キュポラ存続へ脱炭素研究、バイオ燃料活用へ官民集結

ヤシ殻炭を破砕、成形し、無酸素で加熱したバイオ燃料「バイオ成形炭」

鋳物に関わる28の企業・団体が、二酸化炭素(CO2)の排出が課題のキュポラ存続に向けた共同研究を4月から本格的に開始した。バイオ燃料の開発や原料の調達、製造方法の確立などを目指して2023年から活動しており、4月に日本鋳造協会(東京都港区)や経済産業省も加わった。28年までにバイオ燃料の実用化とコークスからの全量置き換えを目指す。(大阪・池知恵)

現代版エネルギー地産地消モデル

キュポラは石炭コークスを燃料に鉄スクラップを溶かす鋳物の基幹設備で、1970年には鋳鉄溶解量の8割以上を占めていた。
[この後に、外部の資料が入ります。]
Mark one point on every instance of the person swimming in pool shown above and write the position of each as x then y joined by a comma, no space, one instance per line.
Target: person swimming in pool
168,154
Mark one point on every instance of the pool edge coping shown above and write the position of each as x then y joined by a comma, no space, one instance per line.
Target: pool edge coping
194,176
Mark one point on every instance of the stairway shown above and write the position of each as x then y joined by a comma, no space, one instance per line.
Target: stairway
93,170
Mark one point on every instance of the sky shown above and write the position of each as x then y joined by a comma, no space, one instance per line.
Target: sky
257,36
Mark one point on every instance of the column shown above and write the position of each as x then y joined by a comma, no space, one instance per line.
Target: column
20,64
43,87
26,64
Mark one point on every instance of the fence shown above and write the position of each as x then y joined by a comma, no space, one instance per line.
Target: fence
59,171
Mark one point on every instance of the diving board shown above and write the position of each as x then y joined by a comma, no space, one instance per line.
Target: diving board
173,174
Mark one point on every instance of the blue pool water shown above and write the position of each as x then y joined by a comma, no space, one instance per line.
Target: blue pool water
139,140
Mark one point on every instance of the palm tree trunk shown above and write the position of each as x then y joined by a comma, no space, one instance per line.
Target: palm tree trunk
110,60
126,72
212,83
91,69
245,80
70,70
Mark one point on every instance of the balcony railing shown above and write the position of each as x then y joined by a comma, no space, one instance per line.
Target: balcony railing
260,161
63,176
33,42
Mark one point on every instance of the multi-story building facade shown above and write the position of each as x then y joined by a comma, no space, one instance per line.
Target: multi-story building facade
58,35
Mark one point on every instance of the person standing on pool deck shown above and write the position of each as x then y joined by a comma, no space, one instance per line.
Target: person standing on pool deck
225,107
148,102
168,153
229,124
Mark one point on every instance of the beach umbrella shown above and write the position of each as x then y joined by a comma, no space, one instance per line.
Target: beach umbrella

ただ大量のCO2排出が課題で、最近では電気炉への移行が急速に進む。現在は4割程度まで減少している。

一方、電気炉にも課題はある。最大のネックは原料だ。高温に熱したコークスで亜鉛など不純物を除去できるキュポラと異なり、精錬効果が期待できない。不純物が残留すると鋳物の品質は低下し、使用できるスクラップが制限されてしまう。
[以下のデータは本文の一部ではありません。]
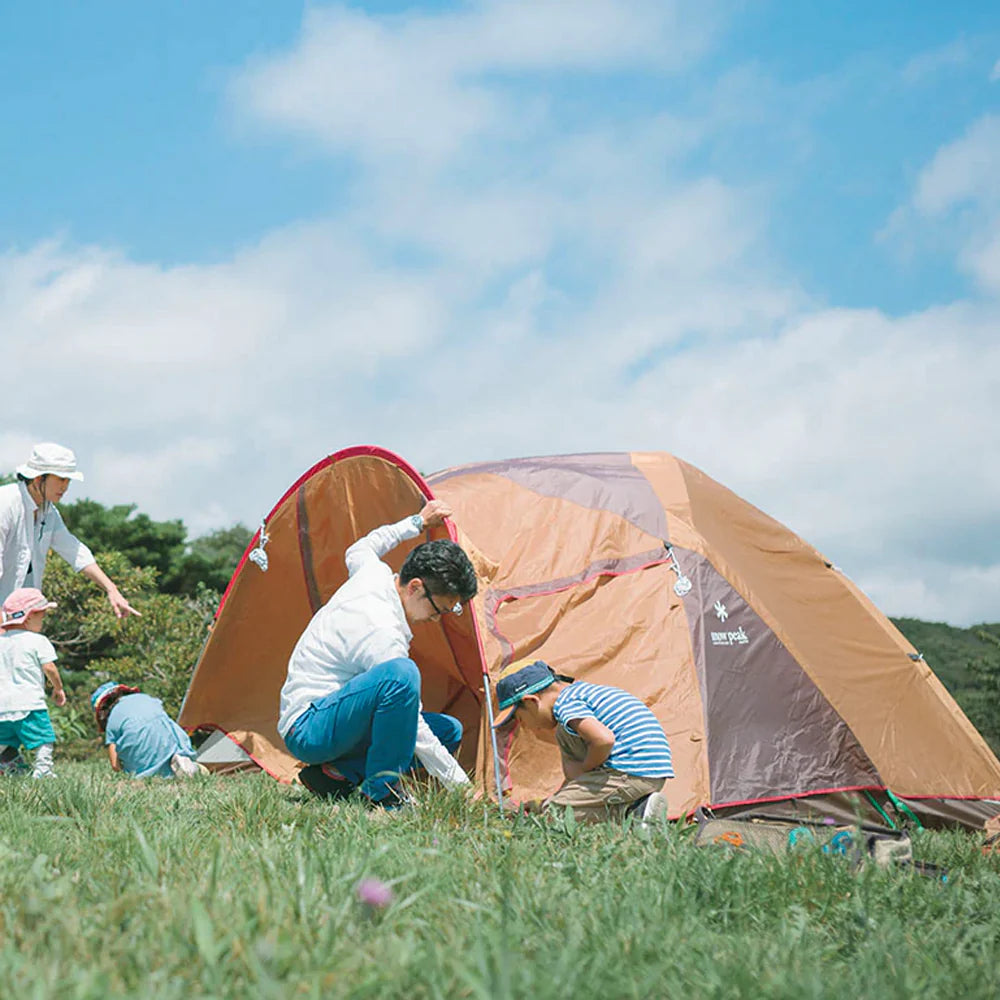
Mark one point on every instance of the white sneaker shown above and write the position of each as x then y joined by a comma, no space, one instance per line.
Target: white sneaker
654,811
186,767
マツダ技術本部パワートレイン技術部の田中裕一アシスタントマネージャーは、「大手企業が(鉄スクラップの)外部調達を増やせば市場価格の上昇や中小企業の調達に影響を与えかねない」と指摘する。マツダは本社工場(広島県府中町)のキュポラで使用する鉄スクラップの約4割を、プレス工場から発生する亜鉛メッキ鋼板で賄う。これを外部調達に切り替えると、20年前から2倍以上に上昇する国内の鉄スクラップ価格がさらに跳ね上がりかねない。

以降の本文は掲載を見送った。